CIBO RICICLATO SE LA CUCINA E' LA STRADA

testo di Stefano Villa

Il tempo difficile, angosciante e bastardo per tutti della devastante pandemia è ancora più duro e amaro del solito per quelle persone che non possono restare a casa, perché semplicemente un tetto non ce l'hanno: gli ultimi, i più esposti al mondo esterno sempre, oggi sono anche le vittime non del coronavirus, ma delle difficoltà sempre più forti di avere accesso ai beni primari, come il cibo, un riparo, un posto dove lavarsi e cambiarsi.

“Nessuno sembra porsi questo problema” dice Marco Malfatto della Comunità di San Benedetto al Porto, referente per la rete Ricibo di cui San Benedetto è capofila. Ricibo, a cui ha dato impulso il Comune di Genova nel 2016 per il recupero delle eccedenze alimentari attraverso una piattaforma integrata che le redistribuisce a fini di solidarietà sociale sul territorio genovese, agisce con 7 partner operativi (Caritas, Croce Rossa Italiana, Comunità di San Benedetto, Emmaus, Sole Luna, Borgo Solidale, Oratorio Morte e Orazione) e aggrega oltre 200 associazioni.

In tempi normali il recupero di prodotti dai mercati generali, dalle e scolastiche e aziendali, dalle Coop, dai negozi alimentari e altri canali rifornisce molte mense per le persone più fragili e bisognose, 5 social market, unità di strada, consegne dirette alle famiglie e l'autoconsumo delle associazioni che ospitano comunità.
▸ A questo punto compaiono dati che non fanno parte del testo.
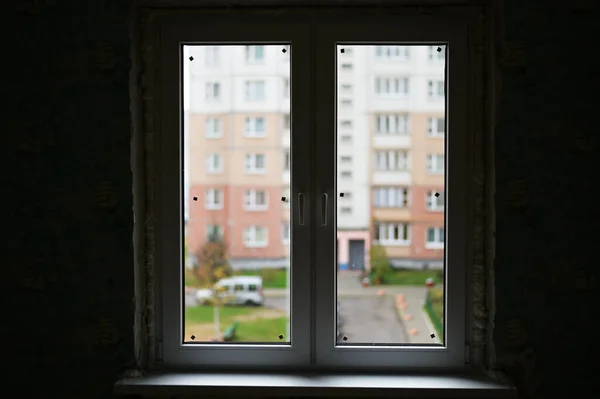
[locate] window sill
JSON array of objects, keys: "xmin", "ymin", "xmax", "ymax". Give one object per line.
[{"xmin": 115, "ymin": 372, "xmax": 516, "ymax": 399}]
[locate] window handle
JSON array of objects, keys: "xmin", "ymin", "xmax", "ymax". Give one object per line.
[
  {"xmin": 321, "ymin": 193, "xmax": 329, "ymax": 226},
  {"xmin": 298, "ymin": 193, "xmax": 304, "ymax": 226}
]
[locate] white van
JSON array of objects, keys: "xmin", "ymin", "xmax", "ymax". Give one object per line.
[{"xmin": 196, "ymin": 276, "xmax": 265, "ymax": 306}]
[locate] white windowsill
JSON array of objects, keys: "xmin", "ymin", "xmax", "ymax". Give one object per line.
[{"xmin": 115, "ymin": 372, "xmax": 516, "ymax": 399}]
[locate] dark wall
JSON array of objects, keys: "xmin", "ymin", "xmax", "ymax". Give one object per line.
[{"xmin": 2, "ymin": 0, "xmax": 600, "ymax": 398}]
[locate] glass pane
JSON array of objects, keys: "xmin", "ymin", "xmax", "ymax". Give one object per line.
[
  {"xmin": 336, "ymin": 45, "xmax": 446, "ymax": 345},
  {"xmin": 182, "ymin": 44, "xmax": 291, "ymax": 344}
]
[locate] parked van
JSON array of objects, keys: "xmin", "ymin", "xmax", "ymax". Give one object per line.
[{"xmin": 196, "ymin": 276, "xmax": 265, "ymax": 306}]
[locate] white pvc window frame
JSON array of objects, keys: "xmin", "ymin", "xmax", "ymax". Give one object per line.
[
  {"xmin": 156, "ymin": 15, "xmax": 313, "ymax": 370},
  {"xmin": 314, "ymin": 15, "xmax": 470, "ymax": 371}
]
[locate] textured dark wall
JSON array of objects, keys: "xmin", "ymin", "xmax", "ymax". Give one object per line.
[{"xmin": 1, "ymin": 0, "xmax": 600, "ymax": 398}]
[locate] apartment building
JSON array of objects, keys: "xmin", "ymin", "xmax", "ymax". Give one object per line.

Oggi la situazione è molto più complicata – dice Malfatto – e per contrastare il virus nel nostro Paese i nuovi Dpcm hanno introdotto regole e limitazioni rigorose per tutti. Vanno rispettate per ridurre i rischi di questo grave contagio, ma siamo preoccupati per i più poveri e i più emarginati che in questo tempo diventano ultimi due volte”.

I volontari, ad esempio, possono muoversi o no per tenere aperti questi servizi? Non sono giuridicamente lavoratori, quindi in teoria non potrebbero e “qualcuno ha sospeso le attività per precauzione ed altri chiedono delucidazioni”. Alcune mense solidali che per conformazione dei locali non possono rispettare le distanze prescritte fra le persone hanno sospeso l'apertura, altre si sono organizzate con pasti da asporto.

Prosegue la distribuzione di cibo anche nelle unità di strada e la consegna diretta, uno alla volta, dei pacchi alimentari alle famiglie bisognose. Restano aperti, con accessi contingentati e rispetto delle distanze, alcuni dei 5 social market sul territorio genovese. “Sono supermercati con prodotti recuperati o donati che le persone possono ritirare gratuitamente, con la propria tessera dei servizi sociali”. Gestiti da associazioni, in alcuni casi con il supporto dei Municipi e degli ATS, qualcuno sempre per motivi di spazi ha dovuto sospendere, ma altri restano aperti, come prima o attraverso la consegna dei prodotti a domicilio”.

Molte associazioni hanno anche attivato consegne a domicilio per gli anziani, con possibilità di segnalare telefonicamente la propria emergenza. Però, come quasi tutti, anche i volontari in questi giorni devono fare i conti con un altro problema: “la mancanza di mascherine e guanti, quasi introvabili, una difficoltà che riguarda anche le cucine per le mense di alcune case di accoglienza”.

La rete Ricibo, con progetti e attività sostenuti anche dalle Fondazioni San Paolo e Carige (che dopo il biennio 2018/19 hanno rifinanziato anche il 2020/21) in questo periodo ha sospeso il ritiro dai mercati generali per la difficoltà di gestire quantità alimentari troppo grandi per i servizi che si possono assicurare, ma provvede al ritiro quotidiano dalle Coop e da altre fonti di approvvigionamento.

Nulla va mai sprecato: “se un'associazione non può ricevere i prodotti ne subentra subito un'altra. Succede per esempio con la mensa di vallata in Val Polcevera ora sospesa, ma ritira ugualmente gli alimenti per un centro di

distribuzione del quartiere Diamante a Begato”. La perniciosa diffusione del virus sta purtroppo limitando anche il lavoro, quotidiano e prezioso, di Ricibo per gli ultimi. Le sue attività però non si fermano, ovunque possibile nel rispetto delle norme, dice Marco Malfatto. “Siamo una comunità resiliente per chi è più fragile e non ha nulla”.